Mentre Governi nazionali e Multinazionali tentano da anni, attraverso normative, regolamenti e codici etici sulla libertà di espressione, di disciplinare la rete con la scusa del copy right e della privacy, scopriamo che in realtà non ne hanno bisogno.  Al contrario,  il web può essere quanto più libero possibile perché il vero controllo si è spostato al di sopra del processo di comunicazione e al di fuori di ogni sovranità, esercitandosi direttamente sui comportamenti dei singoli soggetti. Inoltre, l’impiego delle norme inducono sia i controllori che i trasgressori ad escogitare mezzi sempre più sofisticati per eluderle e la partita risulta non facilmente sostenibile quando rivelazioni generano scandali, mentre se si potesse agire da remoto e di nascosto su chi crede di agire nella convinzione di essere libero, si otterrebbe il risultato voluto con la massima efficacia. Sosteneva Goethe che “nessuno è più irrimediabilmente schiavo di coloro che credono falsamente di essere liberi”.

Ai Sumeri di 4000 anni fa viene fatto risalire il primo sistema informativo per controllare la città-stato. Oggi, la novità e la realtà del datagate, lo spionaggio elettronico esteso a tutte le comunicazioni, lo spionaggio civile, risiede nella potenzialità delle Tecnologie dell’Informazione e della Comunicazione (acronimo inglese ICT), che hanno stravolto la tradizionale definizione della comunicazione concepita come “passaggio di una informazione da un emittente ad un ricettore”.  Alla base della circolazione planetaria dell’informazione sul web ci sono nell’acqua l’interconnesione mediante cavi sottomarini in fibra ottica e nell’aria le reti satellitari. Su queste infrastrutture girano programmi come Prism (programma di sorveglianza elettronica della NSA), Tempora (versione inglese di Prism) e operano sistemi come l’UFO  (UHF Follow-on) di prossima sostituzione con il MUOS  (Mobile User Objective System)  e l’AGS (Alliance Ground Surveillance).
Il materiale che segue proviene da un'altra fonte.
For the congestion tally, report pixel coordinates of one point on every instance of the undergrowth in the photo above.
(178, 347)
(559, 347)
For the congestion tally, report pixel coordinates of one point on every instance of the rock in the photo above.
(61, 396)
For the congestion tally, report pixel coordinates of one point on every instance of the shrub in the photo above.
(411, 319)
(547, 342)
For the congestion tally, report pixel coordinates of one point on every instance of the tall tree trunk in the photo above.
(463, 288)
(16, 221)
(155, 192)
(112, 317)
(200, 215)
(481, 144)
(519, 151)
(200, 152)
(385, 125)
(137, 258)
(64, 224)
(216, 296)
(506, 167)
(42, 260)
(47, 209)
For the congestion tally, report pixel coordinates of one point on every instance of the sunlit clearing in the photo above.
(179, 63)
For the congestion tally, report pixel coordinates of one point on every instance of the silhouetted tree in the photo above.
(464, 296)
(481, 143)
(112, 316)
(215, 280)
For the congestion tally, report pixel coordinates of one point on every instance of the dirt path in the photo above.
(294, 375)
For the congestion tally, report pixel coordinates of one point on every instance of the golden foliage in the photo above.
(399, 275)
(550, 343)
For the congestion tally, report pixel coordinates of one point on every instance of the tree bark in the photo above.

La pervasività di questi sistemi di sorveglianza nella comunicazione globale rischia di stimolare tra i puristi della privacy, divenuti nel frattempo un po’ paranoici, la diffusione di gerghi linguistici per sottrarsi dai software che selezionano parole chiave ritenute dai controllori interessanti. Nuovi codici linguistici in alternativa ai codici etici? Il rischio di essere intercettati induce già in molti la preoccupazione di come parlare al telefono (ci vediamo di persona, non usare questa linea, …) come se vi fosse una zona franca di libertà di espressione, un luogo in cui “qui non c’è campo”.  In verità nella globalizzazione non c’ è scampo: la comunicazione sarà sempre più libera e la privacy verrà sostituita dalla trasparenza, per molti già divenuta un valore democratico irrinunciabile. Il dilemma, tuttavia, rimane quello indicato da Emanuele Severino, per il quale  “quando l’agire è subordinato al fare in quale modo si può impedire alla tecnica che può fare di non fare ciò che può”?

In attesa dei computer quantistici, di cui già appaiono le prime versioni, che risolveranno gli attuali problemi posti dalla analisi di enormi quantità di dati (big data) per trovare schemi e tendenze nascoste, deve diffondersi e crescere la consapevolezza che noi tutti siamo coinvolti nella globalizzazione della comunicazione e proprio per questo motivo occorrerà sviluppare non nuove tecniche (intelligenza artificiale) ma una nuova mentalità (la cultura) capace di spostare dentro ognuno di noi il valore etico della comunicazione.

Da ultimo un’altra osservazione sull’anormalità del nostro Paese, dove ancora una volta possiamo rilevare la miseria della sua politica e dei suoi governanti, constatando come alla posizione strategica della Sicilia non corrisponda un adeguato ruolo strategico dell’Italia. L’Italia non è ancora guarita dalla sindrome di Crimea.